I’ve heard cautionary tales from the guy at the recycling center about homeless guys who get poked with hypodermic needles while digging through park trash because of all the druggies around here, and I just hope to see it happen to one of these old SUV planet-destroyer types.

I put my binoculars away, chuckled to myself about the fact that the guy probably spent more in gas driving here than he found in the trash, and I go back to my reading. Suddenly there was another distraction; a shadow fluttered above my head for a brief second.

Besides having the student body find out that my name really isn't Dagger, I’d hate for this little hobby of mine to get out, so keep this to yourself please.

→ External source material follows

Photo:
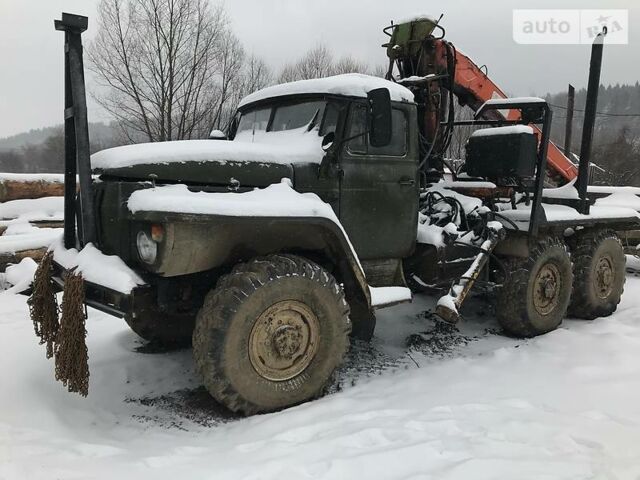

I looked up into the tree and got up fast, dropping my book on the ground. I searched the outside perimeter of the tree to see what had made the shadow, and as I walked further from the tree looking up at it, I saw a flash of yellow come out from behind the tree and glide toward me. A rush of excitement came over me as it passed me and it flew into the park. I squint hard at the black markings on the tiny field of yellow no bigger than a regular sized playing card, and I ran after it as it weaved through the trees. I would lose sight of it for a few seconds, but then I would find it again. Finally it slowed down to circle a cottonwood tree, and I darted toward it. It fluttered quickly before slowing down to rest on a low branch. I knew right away that I was looking at a Western Tiger Swallowtail, just basking in the sun and enjoying life as a beautiful butterfly.

What?

They’re beautiful, and I’ll ask you not to make fun. My name is Dagger and I might slit your throat and kill your family or something like that.

Not bloody likely.

So I’m a novice lepidopterist, which means that I study butterflies and moths when I don’t have my nose in a book at the park. It started when I was little, and I had found an old butterfly guide for Southern California in my Gran’s bookshelf, and it interested me more than you think a book like that would interest a young boy. I don’t know what it is…perhaps the metamorphisis, the changing from a caterpillar to a butterfly, it all fascinated me. I had no idea that there were so many kinds of butterflies, and that all I had to do to find them was look right where I live. The book I had of Gran’s was out of date, so I ended up spending some recycling money on a new Kaufman guide a while back so I could have an updated version that would include the new species that were added, including all of the mutations.
I spent a long time just looking at the butterfly, appreciating its beauty and marveling in its calming nature. I was stoked that I had gotten to see one up close like that, but it was getting time for me to get home for dinner so I packed up my stuff and took off back down the hill. I rode by the trash can and looked at the mess on the ground that the old man had made. The right thing to do was to pick it all back up, but to be honest, I’m actually a bit of a germaphobe and I don’t like to touch trash unless I have to. It pisses me off that the old man probably just expected someone else to pick up his mess, but then I saw what part of the mess was. There were ten or so condiment packets from local fast food joints, and hey, when it comes to touching trash I’ll overlook my fear of germs for two things: recyclables and condiments, which both translate to me as money!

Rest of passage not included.